It’s somewhere between incredibly difficult and impossible to make the major leagues and yet Fowler was good enough to be on the field.
And then, like the real person Archibald “Moonlight” Graham, who was featured in the Kevin Costner movie “Field of Dreams,” Fowler got within inches of holding a bat and facing major league pitching, when the season ended for him.
Fowler hasn’t left baseball but, as of this week, he’s no longer on the team he imagined joining. In need of starting pitching for this stretch run from now until October, the Yankees traded him as a part of a package to get Sonny Gray from the Oakland A’s.
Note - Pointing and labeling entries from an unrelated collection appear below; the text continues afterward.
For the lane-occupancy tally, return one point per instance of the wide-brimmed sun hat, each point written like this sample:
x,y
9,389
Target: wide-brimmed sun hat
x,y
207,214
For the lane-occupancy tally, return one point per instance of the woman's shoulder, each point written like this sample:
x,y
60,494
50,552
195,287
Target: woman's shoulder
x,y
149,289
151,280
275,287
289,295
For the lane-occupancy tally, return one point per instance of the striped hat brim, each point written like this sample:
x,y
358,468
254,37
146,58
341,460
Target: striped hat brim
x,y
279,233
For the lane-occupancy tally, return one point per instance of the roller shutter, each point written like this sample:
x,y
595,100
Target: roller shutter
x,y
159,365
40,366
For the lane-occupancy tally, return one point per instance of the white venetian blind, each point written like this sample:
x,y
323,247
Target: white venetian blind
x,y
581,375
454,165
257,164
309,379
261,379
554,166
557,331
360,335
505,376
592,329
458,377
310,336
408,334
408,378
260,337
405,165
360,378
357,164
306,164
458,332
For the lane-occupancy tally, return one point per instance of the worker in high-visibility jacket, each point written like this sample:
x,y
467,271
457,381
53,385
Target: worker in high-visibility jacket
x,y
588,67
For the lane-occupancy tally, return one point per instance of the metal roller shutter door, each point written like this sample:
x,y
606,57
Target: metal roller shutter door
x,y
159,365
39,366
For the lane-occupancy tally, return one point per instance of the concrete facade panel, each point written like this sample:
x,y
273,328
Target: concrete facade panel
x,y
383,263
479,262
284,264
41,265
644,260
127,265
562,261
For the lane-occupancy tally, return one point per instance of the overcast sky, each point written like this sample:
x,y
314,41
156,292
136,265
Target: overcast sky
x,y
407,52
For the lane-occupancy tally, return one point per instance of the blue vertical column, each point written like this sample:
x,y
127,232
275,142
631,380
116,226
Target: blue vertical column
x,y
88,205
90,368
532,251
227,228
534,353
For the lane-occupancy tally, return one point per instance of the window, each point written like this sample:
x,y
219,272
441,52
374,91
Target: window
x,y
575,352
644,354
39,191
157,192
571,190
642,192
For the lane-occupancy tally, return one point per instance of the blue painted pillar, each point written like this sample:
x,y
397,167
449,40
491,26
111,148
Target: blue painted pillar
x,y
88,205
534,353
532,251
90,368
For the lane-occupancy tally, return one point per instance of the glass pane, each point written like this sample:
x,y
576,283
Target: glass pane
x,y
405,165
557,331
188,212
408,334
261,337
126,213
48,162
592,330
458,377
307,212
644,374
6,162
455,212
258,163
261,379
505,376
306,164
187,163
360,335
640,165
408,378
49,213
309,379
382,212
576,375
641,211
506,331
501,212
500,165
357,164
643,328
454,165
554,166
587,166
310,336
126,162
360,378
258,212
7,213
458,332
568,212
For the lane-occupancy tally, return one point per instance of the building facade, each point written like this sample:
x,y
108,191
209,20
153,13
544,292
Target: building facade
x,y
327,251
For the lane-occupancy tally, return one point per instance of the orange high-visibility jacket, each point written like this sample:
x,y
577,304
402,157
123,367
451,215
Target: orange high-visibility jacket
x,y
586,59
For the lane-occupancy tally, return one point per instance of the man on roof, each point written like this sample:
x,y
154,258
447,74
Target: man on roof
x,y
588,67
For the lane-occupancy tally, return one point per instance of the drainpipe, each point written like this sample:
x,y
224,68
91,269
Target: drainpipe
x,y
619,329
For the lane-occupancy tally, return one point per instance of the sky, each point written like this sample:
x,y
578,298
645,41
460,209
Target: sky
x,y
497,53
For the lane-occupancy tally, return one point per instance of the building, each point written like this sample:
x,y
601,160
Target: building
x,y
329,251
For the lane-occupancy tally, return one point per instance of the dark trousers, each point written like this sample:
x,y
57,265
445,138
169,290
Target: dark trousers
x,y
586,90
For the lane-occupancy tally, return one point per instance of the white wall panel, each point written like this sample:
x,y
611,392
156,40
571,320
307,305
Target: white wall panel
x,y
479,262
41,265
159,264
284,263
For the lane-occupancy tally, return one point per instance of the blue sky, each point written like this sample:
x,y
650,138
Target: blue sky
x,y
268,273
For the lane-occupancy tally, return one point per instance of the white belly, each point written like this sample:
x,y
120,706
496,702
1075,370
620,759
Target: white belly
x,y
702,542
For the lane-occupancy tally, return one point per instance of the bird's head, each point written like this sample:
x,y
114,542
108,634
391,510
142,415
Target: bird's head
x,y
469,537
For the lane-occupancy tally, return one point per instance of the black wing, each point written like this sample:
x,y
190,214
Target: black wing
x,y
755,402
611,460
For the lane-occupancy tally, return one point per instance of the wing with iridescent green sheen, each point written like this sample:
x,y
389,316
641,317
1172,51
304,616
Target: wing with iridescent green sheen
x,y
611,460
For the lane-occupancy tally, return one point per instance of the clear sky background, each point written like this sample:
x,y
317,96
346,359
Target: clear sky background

Now, I want the Yankees to win and Fowler was a chip the team could trade to get a talent who could pitch more than five innings, and who might win important games in October.
And yet when Fowler left the Chicago field, I’m sure I wasn’t the only fan who hoped to support him a second time if and when he got another opportunity — and the Yankees needed him.
He still may get his chance with Oakland. After all, if he was good enough before his injury, he may ride the same determination and skill on the long road back to the majors.
Over before it started, Fowler’s Yankee career will feel like an unopened or undelivered present, shipped somewhere else.
Fowler was our boy. He was drafted in the 18th round in 2013 and had worked his way up to the Yankees’ Triple-A affiliate, Scranton/Wilkes-Barre RailRiders. In the statistics for his career, there is a “1” next to the number of games he played in 2017 with the Yankees, along with “zeros” all the way through every other column. No doubles, triples, home runs or runs batted in for this Yankee apparition.
This is the time of year when baseball general managers have to decide between the present and the future. What are they willing to give up in an uncertain future for a present that may be less of an unknown?
Will the A’s and now Yankees pitcher Gray be worth the price of sentiment if he wins important games down the stretch and into the playoffs?
Derek Jeter used to remain unflappable as teammates wandered on and off his team, often shrugging off questions while indicating he knew it was a business.
If that business does well, do we care that some kid who may or may not have amounted to much for our team is now playing for someone else after bouncing back from adversity?
Fowler will be the one who made it to the team, only to have a freak type of baseball interference prevent him from fulfilling his rise from Yankees prospect to Yankees player.
The A’s and their fans will now pick up the Fowler narrative, making him a part of their lore and history. No matter how things pan out, Yankee fans can wish him the best even as we wonder what that might have been as a part of the New York narrative.